A lista do ano de Razat

[FOTO] Anita Gonçalves

Mais do que estabelecido no circuito do drum’n’bass, Baltazar Galego, natural de Lisboa que se estabeleceu nas Caldas da Rainha, tem vindo a mostrar que consegue jogar em todas as áreas da electrónica e hip hop. Peça fundamental no álbum de estreia de L-ALI — também já assinou instrumentais para Scorp, Karlon ou Tom –, é no SoundCloud que Razat dita a sua lei — o faroeste das linhas de baixo, carregados de sintetizadores digitais e pinceladas de glitch completamente anárquicas, fazem as delícias dos seus milhares de seguidores que lhe inundam a linha de comentários que acompanha as faixas colocadas na plataforma.

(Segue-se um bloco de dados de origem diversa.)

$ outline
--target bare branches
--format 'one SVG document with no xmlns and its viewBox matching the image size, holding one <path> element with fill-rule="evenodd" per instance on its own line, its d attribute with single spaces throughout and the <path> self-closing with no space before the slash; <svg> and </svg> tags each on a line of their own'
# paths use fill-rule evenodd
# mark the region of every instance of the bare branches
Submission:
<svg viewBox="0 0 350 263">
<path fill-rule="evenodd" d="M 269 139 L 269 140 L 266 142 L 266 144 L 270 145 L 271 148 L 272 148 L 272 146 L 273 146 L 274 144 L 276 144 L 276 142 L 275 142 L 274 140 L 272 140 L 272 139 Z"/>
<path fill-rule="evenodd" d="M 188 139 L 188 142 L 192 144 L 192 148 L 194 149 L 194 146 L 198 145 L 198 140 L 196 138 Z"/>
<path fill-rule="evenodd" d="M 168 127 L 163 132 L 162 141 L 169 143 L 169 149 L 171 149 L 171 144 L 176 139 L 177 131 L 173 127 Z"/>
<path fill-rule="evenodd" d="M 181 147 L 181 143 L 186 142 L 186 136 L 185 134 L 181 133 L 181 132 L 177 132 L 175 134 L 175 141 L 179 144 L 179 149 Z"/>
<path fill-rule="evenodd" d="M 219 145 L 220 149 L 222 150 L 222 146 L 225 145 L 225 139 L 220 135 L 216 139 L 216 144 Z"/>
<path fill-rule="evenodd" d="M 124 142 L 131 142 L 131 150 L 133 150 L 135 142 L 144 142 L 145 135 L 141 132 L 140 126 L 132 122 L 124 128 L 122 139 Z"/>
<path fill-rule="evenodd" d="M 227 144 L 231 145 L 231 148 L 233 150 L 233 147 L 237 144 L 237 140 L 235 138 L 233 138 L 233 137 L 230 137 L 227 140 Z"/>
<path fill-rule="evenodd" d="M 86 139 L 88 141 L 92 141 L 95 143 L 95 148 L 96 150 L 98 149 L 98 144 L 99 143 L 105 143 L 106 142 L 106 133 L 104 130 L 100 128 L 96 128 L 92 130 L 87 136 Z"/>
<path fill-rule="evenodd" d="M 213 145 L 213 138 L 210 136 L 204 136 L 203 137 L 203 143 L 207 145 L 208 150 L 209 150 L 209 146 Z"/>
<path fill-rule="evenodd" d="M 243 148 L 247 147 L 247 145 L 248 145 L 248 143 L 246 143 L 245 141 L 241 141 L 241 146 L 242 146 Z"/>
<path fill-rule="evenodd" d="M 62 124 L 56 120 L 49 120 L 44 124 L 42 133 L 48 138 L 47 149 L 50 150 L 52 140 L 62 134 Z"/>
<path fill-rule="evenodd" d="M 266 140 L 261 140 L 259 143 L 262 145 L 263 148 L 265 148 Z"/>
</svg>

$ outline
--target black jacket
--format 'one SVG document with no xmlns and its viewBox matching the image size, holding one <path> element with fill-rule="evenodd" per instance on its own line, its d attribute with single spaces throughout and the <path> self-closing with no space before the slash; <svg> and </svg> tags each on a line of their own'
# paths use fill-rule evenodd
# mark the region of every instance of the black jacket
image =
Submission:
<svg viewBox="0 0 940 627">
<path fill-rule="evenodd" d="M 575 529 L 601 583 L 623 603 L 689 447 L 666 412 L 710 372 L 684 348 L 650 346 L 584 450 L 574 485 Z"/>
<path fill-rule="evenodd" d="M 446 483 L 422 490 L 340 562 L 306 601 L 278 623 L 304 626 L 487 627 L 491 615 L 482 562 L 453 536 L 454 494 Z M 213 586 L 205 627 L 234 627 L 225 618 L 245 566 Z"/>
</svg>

Da Zona Centro para o mundo: Razat é, a par de Holly, DJ Ride e Stereossauro, parte da nata da produção nacional que vai demonstrando que existe uma fonte inesgotável de boa música a ser feita nas Caldas da Rainha. Há dois anos, o produtor fundou a Crate Records, uma editora que está a apostar forte nas tendências digitais mais alternativas. Para o futuro, o artista aponta a uma nova meta: seguir as pegadas de Ride e Holly e editar pela emblemática Saturate Records.

 


[MELHOR ARTISTA NACIONAL] Phoenix RDC

O homem é fodido, isso já sabíamos, mas este ano ele encarou mesmo! Menções honrosas para o Slow J e o Gson.

 


[MELHOR ARTISTA INTERNACIONAL] BROCKHAMPTON

Não é um solo act: são um grupo, mas é a cena mais fresca que ouvi este ano.

 


[MELHOR PRODUTOR NACIONAL] Holly

Epá… Não há pai para o puto!

 


[MELHOR PRODUTOR INTERNACIONAL] Tsuruda

Desconhecido do público português. É um produtor que conseguiu definir as tendências da produção de beats para o futuro, para não falar que lançou um álbum excelente pela Division Records.

 


[MELHOR FAIXA NACIONAL] “Papo Recto 2” de Phoenix RDC

É o som tuga que mais se ouviu no meu estúdio.

 


[MELHOR FAIXA INTERNACIONAL] “The Story of O.J.” de Jay-Z

Simplesmente incrível.

 


[MELHOR DISCO NACIONAL] Pruridades de Ângela Polícia / UMPORUM de Scorp c/ Stereossauro

Vou ter que nomear dois. Vão dizer que não estou a ser imparcial, mas é verdade. Pruridades tem o som para os mais aventureiros, e eu como sou desses tinha de o nomear como a cena mais fresh e o artista mais prometedor! Quanto ao UMPORUM, people ‘tá a dormir se curte rap e não sentiu este álbum. É um instant classic!

 


Jay-Z // 4:44

[MELHOR DISCO INTERNACIONAL] 4:44 de Jay-Z

Uma verdadeira obra de arte! Big up, Jay-Z!”